Aujourd’hui comme aujourd’hui il souffre d’éjaculation précoce et cette chose le met en crise. Il a fait plusieurs visites mais il n’a jamais réussi à résoudre complètement le problème. Je crois plutôt que sa dépression est entièrement déclenchée par le facteur sexuel. Etre élevé avec cette idée lui a fait se sentir différent des autres, malheureusement je ne peux pas parler à mes parents mais ils auraient dû l’emmener chez un spécialiste bien avant d’avoir 18 ans.
Son travail psychothérapeutique, de la façon dont les médecins parlent, sera long. Maintenant, il est suivi par un psychothérapeute à Ancona (ville où il travaille) et fait une session par semaine (initialement ils étaient deux mais en raison de problèmes économiques qu’il a dû réduire) en plus des soins pharmacologiques qu’il n’a pas interrompus.
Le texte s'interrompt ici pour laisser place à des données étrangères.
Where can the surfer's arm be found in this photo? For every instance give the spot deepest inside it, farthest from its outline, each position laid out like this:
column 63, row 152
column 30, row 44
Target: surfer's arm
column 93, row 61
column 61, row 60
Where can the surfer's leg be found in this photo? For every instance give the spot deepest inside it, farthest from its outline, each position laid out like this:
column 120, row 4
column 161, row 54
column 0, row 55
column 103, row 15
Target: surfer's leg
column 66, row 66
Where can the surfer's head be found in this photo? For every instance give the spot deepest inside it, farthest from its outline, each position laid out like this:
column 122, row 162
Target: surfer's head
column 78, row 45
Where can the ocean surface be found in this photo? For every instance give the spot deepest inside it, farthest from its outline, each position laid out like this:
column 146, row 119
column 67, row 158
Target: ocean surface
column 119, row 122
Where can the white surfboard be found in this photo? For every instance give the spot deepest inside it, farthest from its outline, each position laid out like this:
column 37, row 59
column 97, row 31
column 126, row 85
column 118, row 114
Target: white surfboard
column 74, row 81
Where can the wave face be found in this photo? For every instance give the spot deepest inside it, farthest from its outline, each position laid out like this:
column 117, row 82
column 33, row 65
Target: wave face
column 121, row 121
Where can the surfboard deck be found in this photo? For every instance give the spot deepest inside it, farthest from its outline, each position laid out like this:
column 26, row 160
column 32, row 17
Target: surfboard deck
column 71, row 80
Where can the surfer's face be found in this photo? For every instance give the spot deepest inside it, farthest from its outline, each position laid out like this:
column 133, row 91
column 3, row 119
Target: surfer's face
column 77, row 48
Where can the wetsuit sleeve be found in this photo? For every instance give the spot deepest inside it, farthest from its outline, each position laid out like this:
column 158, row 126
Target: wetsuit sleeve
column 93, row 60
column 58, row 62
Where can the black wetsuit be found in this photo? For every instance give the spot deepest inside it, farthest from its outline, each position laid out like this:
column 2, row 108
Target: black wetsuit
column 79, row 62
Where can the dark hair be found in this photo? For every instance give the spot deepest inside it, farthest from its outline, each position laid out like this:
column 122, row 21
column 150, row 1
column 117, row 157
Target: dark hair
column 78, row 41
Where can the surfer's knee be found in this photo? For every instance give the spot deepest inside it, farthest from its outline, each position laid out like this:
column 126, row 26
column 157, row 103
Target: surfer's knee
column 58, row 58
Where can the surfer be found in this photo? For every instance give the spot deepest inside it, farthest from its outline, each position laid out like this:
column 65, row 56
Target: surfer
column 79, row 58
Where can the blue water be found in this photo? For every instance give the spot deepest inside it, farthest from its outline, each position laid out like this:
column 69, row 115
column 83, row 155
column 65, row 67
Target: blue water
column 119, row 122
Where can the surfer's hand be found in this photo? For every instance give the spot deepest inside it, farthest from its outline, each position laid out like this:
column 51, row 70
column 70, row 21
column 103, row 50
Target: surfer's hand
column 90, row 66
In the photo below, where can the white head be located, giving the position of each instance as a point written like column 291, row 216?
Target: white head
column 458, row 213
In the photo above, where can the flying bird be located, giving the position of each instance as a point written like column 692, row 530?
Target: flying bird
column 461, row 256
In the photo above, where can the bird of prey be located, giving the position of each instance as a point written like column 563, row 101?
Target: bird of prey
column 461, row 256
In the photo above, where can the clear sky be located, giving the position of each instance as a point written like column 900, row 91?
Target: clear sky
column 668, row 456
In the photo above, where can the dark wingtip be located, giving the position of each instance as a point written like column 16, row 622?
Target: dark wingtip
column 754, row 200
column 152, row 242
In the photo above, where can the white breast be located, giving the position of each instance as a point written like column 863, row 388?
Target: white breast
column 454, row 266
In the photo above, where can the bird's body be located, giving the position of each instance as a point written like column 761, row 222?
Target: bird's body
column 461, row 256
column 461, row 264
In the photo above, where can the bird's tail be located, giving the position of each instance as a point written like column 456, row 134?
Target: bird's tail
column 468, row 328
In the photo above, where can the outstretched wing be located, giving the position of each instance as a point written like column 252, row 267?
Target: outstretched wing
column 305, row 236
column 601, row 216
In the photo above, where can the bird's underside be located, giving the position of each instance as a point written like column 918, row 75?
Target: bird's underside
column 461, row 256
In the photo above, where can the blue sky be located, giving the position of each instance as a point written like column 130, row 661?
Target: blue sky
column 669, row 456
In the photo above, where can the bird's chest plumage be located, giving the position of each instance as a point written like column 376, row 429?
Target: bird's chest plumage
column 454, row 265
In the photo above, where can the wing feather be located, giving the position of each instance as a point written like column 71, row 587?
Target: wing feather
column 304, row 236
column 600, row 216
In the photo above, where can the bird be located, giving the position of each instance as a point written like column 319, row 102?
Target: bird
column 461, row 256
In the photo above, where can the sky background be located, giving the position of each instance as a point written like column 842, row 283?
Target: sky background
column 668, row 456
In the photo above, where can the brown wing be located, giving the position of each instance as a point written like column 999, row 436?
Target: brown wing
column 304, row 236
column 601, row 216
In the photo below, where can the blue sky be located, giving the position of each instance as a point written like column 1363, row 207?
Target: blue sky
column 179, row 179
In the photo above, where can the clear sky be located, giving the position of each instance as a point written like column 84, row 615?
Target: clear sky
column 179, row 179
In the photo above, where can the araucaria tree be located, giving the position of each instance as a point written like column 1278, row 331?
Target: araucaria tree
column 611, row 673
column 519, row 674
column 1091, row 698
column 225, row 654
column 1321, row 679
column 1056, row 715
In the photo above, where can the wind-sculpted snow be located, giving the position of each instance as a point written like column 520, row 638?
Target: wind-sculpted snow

Certes, des progrès ont été faits (la crise aiguë est terminée) mais en plus des nouvelles qui nous sont données par mon frère, nous n’en savons rien.
Le traitement pharmacologique actuel est le suivant:
— LITHIUM 2 comprimés de 300 mg (matin et soir)
— Seroquel de 300 mg
— Sereupin ½ par jour
Dernièrement il a repris sa vie mais il y a environ un mois il a réduit la dose de séroquel sans entendre son médecin, puis, après avoir correctement repris les médicaments, une période d’instabilité a commencé. Il dit qu’il se sent fatigué, usé, insatisfait, avec des sentiments d’irréalité, de confusion (pensées continues) et même parfois des tremblements et a peur de devenir fou.
Je me demandais si cela dépendait de la guérison qui n’est pas bonne ou

3 Réponses

Profil Dr. Vassilis Martiadis
Dr. Vassilis Martiadis un répondu:


+5
Si votre frère éprouve ces sensations, il devrait parler au spécialiste pour vérifier l’origine et, si nécessaire, prendre les mesures appropriées.
Cordialement
Profil Elina
Elina un répondu:


+4
Bonjour docteur merci pour la disponibilité. Je voulais ajouter qu’il y a quelques jours nous sommes allés chez notre spécialiste; à cet égard, il dit que le traitement ne devrait pas être changé et ses sentiments sont dus à la dépression. Il me semble, bien que je n’ai aucune compétence dans le domaine médical, une réponse trop générale. alors il a pensé à ajouter un nouveau médicament d’anxiété au traitement.
Selon vous, pour en vérifier l’origine, faut-il analyser l’aspect psychologique? Puis exclure la cause pharmacologique?
Merci encore.
Profil Dr. Vassilis Martiadis
Dr. Vassilis Martiadis un répondu:


+3
Cher utilisateur,
La cause pharmacologique devrait être prise en considération, mais son spécialiste semblerait l’exclure puisqu’elle n’a pas modifié le traitement. Il serait compréhensible que ces sentiments vont de pair avec cette thérapie, ou s’ils surviennent longtemps après le début du traitement. Dans ce cas, la pharmacothérapie pourrait jouer un rôle secondaire, même si ce n’est pas une règle absolue. En fin de compte, mon conseil est de suivre les instructions du spécialiste, en le gardant constamment informé de tout changement. Si la situation ne s’améliore pas dans quelques semaines, d’autres mesures devraient être prises. Si vous le souhaitez, tenez-nous au courant.